Em situações de pressão e conflito em ambientes dominados por homens, é melhor se retrair ou avançar?

Eu acho que nem um nem outro. Muitas vezes, por exemplo, quando existia uma predominância masculina e eu era a única mulher, me pediam a resposta para alguma questão. Se eu não estava tão bem preparada para dar uma resposta com convicção de que aquilo era o esperado de mim, procurava deixar claro que ia procurar a resposta que estavam buscando. Quando você é a única do processo, óbvio que a atenção é redobrada, então é preciso prestar muito mais atenção.

Você acha que um ambiente mais diverso é efetivamente mais produtivo?

Isso é indiscutível. Hoje, nós estamos em um processo de transformação. O mesmo não vai trazer a transformação. E, se você está acostumado a buscar a resposta em cima daquilo que ontem te dava segurança, isso não funciona mais. Temos de ter pessoas disruptivas que pensem fora da casinha e que vão trazer respostas que você jamais pensaria. Se há muitas pessoas iguais ao seu redor, seu círculo não é diverso. E isso é um problema.

Você tem agido para promover essas condições de igualdade nas empresas pelas quais passou?

Sempre. Eu tenho esse olhar muito próximo a mim porque acho que, se eu pude apresentar bons resultados nas empresas onde eu passei, é porque soube ouvir o diverso. E eu não estou falando só de etnia ou gênero, acho que o diverso é muito mais amplo.

E que medidas já tomou para promover isso?

Por exemplo, eu passei por empresas em que o conselho executivo não tinha mulheres. Então, eu não podia ser a única. Eu trazia mais mulheres. Mesmo que não ocupassem o mesmo nível de diretoria, de vice-presidência. E a equidade, né? Se a pessoa é talentosa, mas não tinha inglês, por exemplo, a gente apostava dois anos nela. Você leva o conhecimento até ela. Eu sou muito atenta nessa questão da transformação e tenho convicção de que ela só vem pela diversidade, seja de pensamento, seja de atitude.

Se pudesse dar um conselho a uma mulher que quer conquistar o mundo corporativo como você, qual seria?

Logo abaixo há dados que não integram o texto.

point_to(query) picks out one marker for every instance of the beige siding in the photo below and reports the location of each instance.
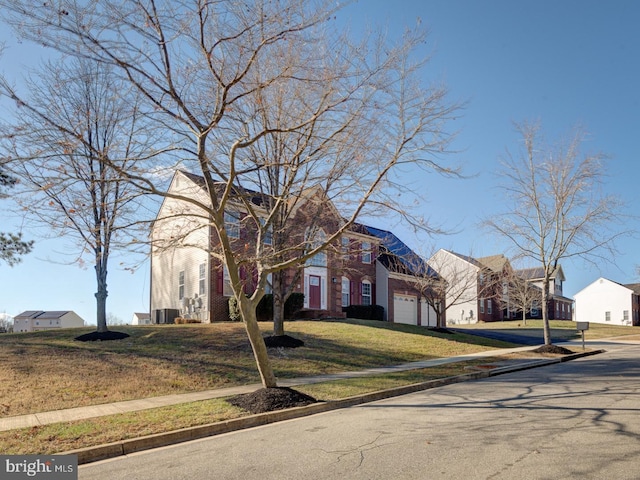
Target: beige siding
(171, 257)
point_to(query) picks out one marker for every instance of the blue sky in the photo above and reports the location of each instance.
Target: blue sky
(562, 62)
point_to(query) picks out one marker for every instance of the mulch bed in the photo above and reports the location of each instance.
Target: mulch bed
(553, 349)
(270, 399)
(101, 336)
(282, 341)
(441, 330)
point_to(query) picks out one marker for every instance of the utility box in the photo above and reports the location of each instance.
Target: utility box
(582, 326)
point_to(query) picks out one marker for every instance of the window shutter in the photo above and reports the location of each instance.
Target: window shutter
(243, 279)
(219, 281)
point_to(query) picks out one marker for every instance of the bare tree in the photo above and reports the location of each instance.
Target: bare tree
(356, 115)
(76, 130)
(12, 247)
(557, 209)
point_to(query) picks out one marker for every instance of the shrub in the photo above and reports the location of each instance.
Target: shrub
(365, 312)
(181, 320)
(293, 305)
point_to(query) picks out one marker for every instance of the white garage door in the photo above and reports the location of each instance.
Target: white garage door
(405, 309)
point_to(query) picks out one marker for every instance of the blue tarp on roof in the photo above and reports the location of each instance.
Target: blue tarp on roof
(396, 247)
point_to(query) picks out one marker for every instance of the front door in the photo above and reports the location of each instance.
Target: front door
(314, 291)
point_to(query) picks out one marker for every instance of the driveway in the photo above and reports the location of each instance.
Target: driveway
(521, 336)
(578, 419)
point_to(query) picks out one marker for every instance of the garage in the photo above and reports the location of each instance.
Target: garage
(405, 309)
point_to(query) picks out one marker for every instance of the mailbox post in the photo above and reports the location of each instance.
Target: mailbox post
(581, 327)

Sempre me perguntam isso e eu respondo a mesma coisa. Não dou conselhos porque o que é bom para mim não necessariamente vai ser bom para você. Mas acho que temos de ter atitude. Pude entender que cada um pode ter sucesso desde que faça com muita originalidade e presteza. Isso é muito claro para mim neste momento da vida. Não basta fazer mais ou menos, tem de mostrar que é o melhor naquilo.